After hearing about Unity Day, students at the Episcopal School of Dallas wanted to know how they could help. Jenny Esteve, a third grade teacher at ESD, helped her students organize a skit about bullying, that raised awareness and encouraged friends to stand up for each other and not be a bystander or a bully. However, before the students would wear their orange to school, more planning had to be done.

“I asked students to make orange posters with uplifting and inspirational messages, get permission to wear orange shirts instead of their uniforms, and write a skit to perform in chapel,” Esteve said. “I really hope we can make this a yearly tradition.”

So they did.  Students put together an action plan and presented their ideas to Sandy Kerr, Head of Lower School.

On Unity Day, orange shirts, ties, and hair bows could be seen buzzing about the halls of the Lower School campus. An orange chain, made out of construction paper, also adorned the cafeteria wall with messages like “Stay Strong” and “Be Brave. Stand Up.”
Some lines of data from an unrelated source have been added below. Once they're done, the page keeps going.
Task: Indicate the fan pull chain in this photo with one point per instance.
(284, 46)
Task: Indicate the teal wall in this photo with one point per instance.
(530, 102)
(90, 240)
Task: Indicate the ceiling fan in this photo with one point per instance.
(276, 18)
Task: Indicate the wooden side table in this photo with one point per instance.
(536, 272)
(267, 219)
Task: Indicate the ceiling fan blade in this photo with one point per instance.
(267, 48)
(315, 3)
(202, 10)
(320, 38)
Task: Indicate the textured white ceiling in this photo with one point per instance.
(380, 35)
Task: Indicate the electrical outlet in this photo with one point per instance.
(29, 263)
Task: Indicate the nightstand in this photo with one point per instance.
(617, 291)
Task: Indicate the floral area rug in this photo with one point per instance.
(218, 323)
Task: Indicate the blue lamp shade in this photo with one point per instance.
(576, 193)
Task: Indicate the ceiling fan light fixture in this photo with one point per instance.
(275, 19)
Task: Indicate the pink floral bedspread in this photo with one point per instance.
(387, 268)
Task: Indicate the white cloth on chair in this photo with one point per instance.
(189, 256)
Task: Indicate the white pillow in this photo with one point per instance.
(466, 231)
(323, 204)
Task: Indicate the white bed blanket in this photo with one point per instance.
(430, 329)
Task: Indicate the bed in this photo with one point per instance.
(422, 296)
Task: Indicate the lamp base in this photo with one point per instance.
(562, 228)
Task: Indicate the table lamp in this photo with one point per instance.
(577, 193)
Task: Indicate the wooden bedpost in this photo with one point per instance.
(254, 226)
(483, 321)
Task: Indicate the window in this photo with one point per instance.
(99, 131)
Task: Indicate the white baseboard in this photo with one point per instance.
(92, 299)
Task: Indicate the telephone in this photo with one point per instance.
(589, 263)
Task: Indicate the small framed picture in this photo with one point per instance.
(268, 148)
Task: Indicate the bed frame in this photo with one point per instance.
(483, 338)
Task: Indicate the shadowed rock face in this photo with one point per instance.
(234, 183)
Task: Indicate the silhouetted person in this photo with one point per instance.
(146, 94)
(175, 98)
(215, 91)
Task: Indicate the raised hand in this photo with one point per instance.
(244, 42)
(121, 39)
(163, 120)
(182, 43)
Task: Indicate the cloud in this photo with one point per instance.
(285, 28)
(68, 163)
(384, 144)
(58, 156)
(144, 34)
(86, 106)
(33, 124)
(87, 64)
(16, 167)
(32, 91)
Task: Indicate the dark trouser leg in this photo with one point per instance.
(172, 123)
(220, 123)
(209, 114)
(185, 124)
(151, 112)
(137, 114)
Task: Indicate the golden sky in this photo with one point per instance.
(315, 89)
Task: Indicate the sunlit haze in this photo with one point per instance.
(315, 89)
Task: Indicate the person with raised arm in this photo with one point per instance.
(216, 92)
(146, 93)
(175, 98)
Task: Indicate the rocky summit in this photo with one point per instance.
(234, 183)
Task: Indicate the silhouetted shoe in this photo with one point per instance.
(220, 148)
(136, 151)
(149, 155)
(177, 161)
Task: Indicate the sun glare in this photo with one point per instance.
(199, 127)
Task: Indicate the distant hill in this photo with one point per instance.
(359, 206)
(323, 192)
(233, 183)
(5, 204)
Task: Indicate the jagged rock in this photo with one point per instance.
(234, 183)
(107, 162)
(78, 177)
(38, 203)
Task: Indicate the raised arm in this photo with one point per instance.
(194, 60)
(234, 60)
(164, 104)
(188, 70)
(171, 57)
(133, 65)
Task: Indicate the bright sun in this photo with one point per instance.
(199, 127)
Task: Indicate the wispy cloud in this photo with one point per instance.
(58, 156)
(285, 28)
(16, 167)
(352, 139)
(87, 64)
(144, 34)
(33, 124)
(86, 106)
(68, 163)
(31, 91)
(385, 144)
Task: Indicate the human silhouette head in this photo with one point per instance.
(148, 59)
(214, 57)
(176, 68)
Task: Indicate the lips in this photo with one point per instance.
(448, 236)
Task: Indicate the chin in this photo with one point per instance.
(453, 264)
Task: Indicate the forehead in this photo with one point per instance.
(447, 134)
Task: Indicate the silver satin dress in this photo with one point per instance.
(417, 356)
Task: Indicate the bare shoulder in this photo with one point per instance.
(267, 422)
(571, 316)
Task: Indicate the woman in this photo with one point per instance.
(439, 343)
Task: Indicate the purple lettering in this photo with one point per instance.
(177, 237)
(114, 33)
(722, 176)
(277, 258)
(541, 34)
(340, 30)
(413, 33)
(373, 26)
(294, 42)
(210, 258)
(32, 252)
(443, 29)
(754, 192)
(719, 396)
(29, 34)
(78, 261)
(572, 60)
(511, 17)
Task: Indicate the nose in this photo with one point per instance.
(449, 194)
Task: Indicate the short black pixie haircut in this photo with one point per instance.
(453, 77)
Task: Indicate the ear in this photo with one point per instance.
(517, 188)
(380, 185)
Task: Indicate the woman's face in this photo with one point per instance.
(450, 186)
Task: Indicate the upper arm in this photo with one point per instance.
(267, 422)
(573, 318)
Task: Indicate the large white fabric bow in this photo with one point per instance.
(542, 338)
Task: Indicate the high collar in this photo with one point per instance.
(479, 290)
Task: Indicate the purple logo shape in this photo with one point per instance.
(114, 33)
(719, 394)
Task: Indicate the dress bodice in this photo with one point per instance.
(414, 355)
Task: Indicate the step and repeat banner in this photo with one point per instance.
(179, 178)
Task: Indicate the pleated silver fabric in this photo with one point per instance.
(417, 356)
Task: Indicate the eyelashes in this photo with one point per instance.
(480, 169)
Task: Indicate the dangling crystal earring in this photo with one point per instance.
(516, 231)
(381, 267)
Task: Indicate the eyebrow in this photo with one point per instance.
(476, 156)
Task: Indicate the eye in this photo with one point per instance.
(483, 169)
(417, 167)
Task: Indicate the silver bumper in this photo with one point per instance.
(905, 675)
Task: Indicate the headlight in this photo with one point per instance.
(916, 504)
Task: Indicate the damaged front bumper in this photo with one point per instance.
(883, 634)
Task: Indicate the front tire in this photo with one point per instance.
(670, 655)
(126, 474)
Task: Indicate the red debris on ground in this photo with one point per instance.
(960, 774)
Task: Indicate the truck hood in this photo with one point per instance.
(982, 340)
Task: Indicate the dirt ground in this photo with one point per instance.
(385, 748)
“We thought if we could make a difference, then we could get the whole school to help,” a third grader said. “We worked really hard, but I think all our work was worth it.”

Several other classes participated in Unity Day, including Allison Hogan’s Primer class. Students were shown picture books that incorporated the golden rule, and were taught about the importance of treating one another with respect. The Play-Doh Pit in Julie Butterworth’s Beginners class was also turned orange.

According to the National Association of School Psychologists, every day nearly 160,000 students nationwide skip school for fear of being bullied by their peers. They report that in one year, more than 3.2 million students will be the victims of some form of bullying.

“I am so proud of our students,” Kerr said. “They saw an opportunity to make a difference, so they implemented a plan and demonstrated the kind of character we all want to have.”